11月に上院農業委員会が公表した市場構造に関する超党派の草案では、「利益相反に対するセーフガード」が盛り込まれ、政府高官、ドナルド・トランプ大統領およびその家族が仮想通貨を保有したり、業界に直接関与したりすることを防ぐ内容が含まれていた。

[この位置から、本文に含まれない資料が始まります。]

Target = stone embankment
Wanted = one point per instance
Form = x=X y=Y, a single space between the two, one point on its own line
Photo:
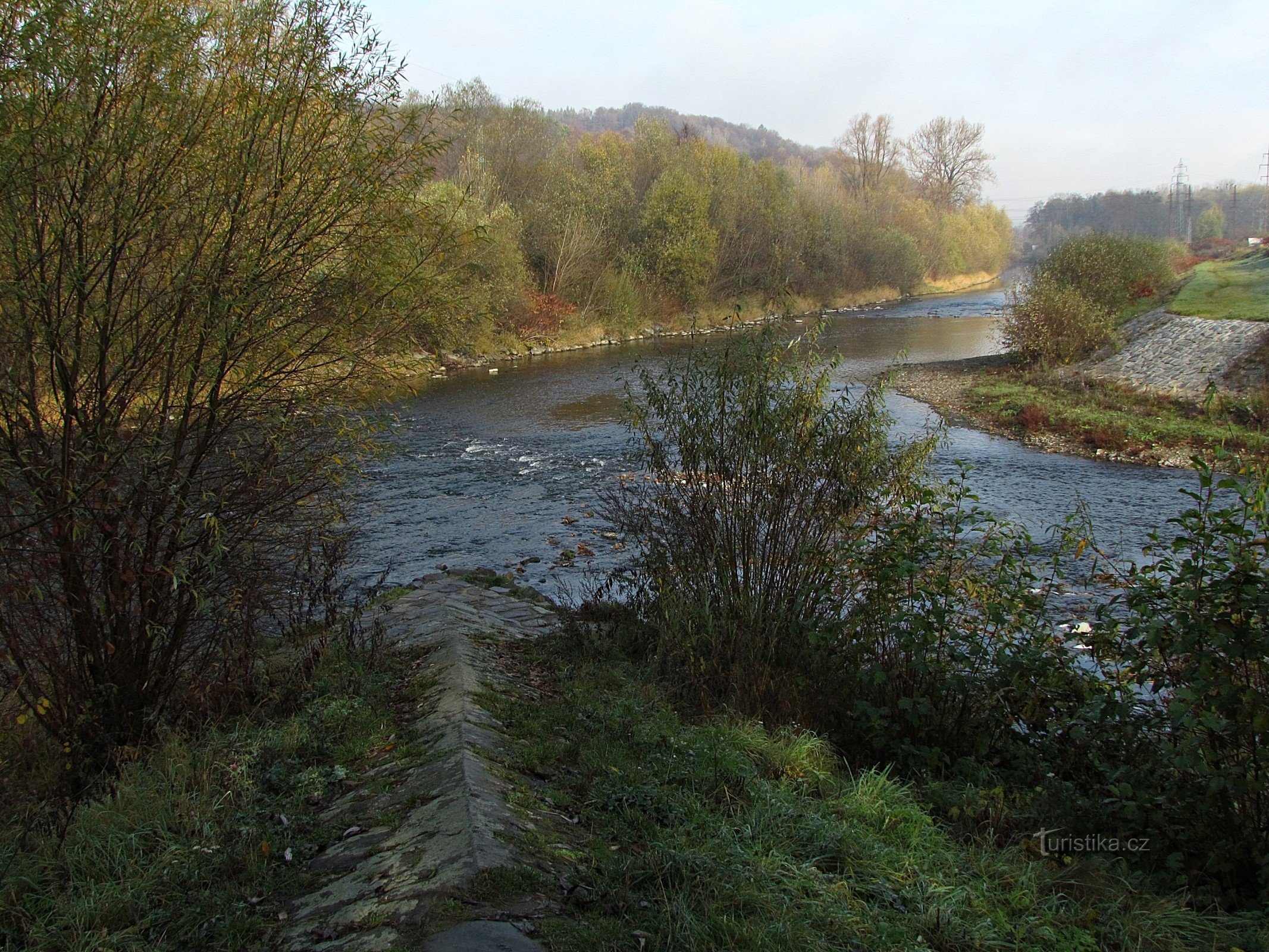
x=1183 y=356
x=424 y=824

議会が市場構造法案を検討する中、下院・上院の多くの民主党議員は、トランプ氏と仮想通貨およびブロックチェーン業界との関係に懸念を示してきた。想定される利益相反には、仮想通貨プラットフォーム「ワールド・リバティ・ファイナンシャル」への関与、バイナンスの元CEOであるチャンポン・ジャオ氏の恩赦、仮想通貨マイニング企業「アメリカン・ビットコイン」、そしてトランプ氏のミームコイン「オフィシャル・トランプ(TRUMP)」などが含まれる。
TDカウエンは次のように付け加えた。
「時間は制定に有利に働く。2027年に法案が成立し、2029年に施行されれば、問題は解消される。仮想通貨業界は大統領選が最終的な規則に影響を与え得ることを受け入れる必要があり、民主党は利益相反条項がトランプ氏に適用されないことを受け入れる必要がある。」
市場構造法案のマークアップ、今月実施見込み
責任ある金融イノベーション法は、上院本会議での審議に進む前に、上院銀行委員会と上院農業委員会でのマークアップを待っている。報道では、銀行委員会が1月第2週にマークアップを準備していると伝えられた。

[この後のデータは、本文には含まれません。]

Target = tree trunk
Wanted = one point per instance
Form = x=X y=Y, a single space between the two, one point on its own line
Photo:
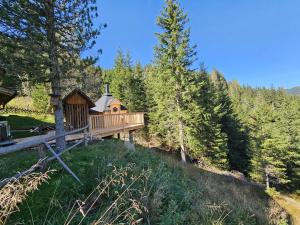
x=180 y=126
x=267 y=178
x=181 y=140
x=55 y=74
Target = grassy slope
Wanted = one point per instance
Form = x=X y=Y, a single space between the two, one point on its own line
x=175 y=193
x=26 y=122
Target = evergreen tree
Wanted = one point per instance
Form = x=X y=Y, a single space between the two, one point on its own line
x=173 y=58
x=237 y=141
x=127 y=82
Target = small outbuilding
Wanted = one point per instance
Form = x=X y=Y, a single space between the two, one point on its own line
x=6 y=95
x=108 y=104
x=76 y=108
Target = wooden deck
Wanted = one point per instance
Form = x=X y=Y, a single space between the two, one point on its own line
x=103 y=126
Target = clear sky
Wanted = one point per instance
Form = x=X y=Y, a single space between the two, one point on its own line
x=256 y=42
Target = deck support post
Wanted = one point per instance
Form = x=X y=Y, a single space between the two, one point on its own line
x=130 y=142
x=42 y=156
x=85 y=136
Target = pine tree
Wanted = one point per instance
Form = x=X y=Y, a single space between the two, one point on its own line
x=45 y=39
x=237 y=141
x=173 y=58
x=127 y=82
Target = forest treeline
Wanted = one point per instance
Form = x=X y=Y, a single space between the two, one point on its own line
x=195 y=112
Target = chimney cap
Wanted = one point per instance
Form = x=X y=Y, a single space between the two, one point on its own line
x=107 y=93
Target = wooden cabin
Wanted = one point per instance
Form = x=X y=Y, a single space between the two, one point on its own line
x=6 y=95
x=76 y=109
x=108 y=104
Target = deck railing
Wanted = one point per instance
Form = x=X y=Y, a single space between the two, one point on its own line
x=97 y=122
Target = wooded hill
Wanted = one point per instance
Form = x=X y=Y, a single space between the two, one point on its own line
x=294 y=91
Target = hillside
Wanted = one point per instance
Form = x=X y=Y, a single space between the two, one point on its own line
x=142 y=185
x=294 y=91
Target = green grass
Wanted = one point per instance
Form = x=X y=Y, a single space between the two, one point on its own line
x=171 y=192
x=26 y=122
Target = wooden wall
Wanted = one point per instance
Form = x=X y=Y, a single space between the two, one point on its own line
x=76 y=111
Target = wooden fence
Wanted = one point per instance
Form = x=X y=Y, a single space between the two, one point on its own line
x=40 y=143
x=97 y=122
x=10 y=109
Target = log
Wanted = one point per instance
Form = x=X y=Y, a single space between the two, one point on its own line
x=31 y=143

法案が成立すれば、デジタル資産に対する権限は米商品先物取引委員会により多く移り、米証券取引委員会から規制権限がシフトすると見込まれている。キャロライン・クレンショー氏の退任を受け、1月時点で両機関の委員は共和党所属のみとなっており、トランプ氏は民主党枠の後任候補を発表していない。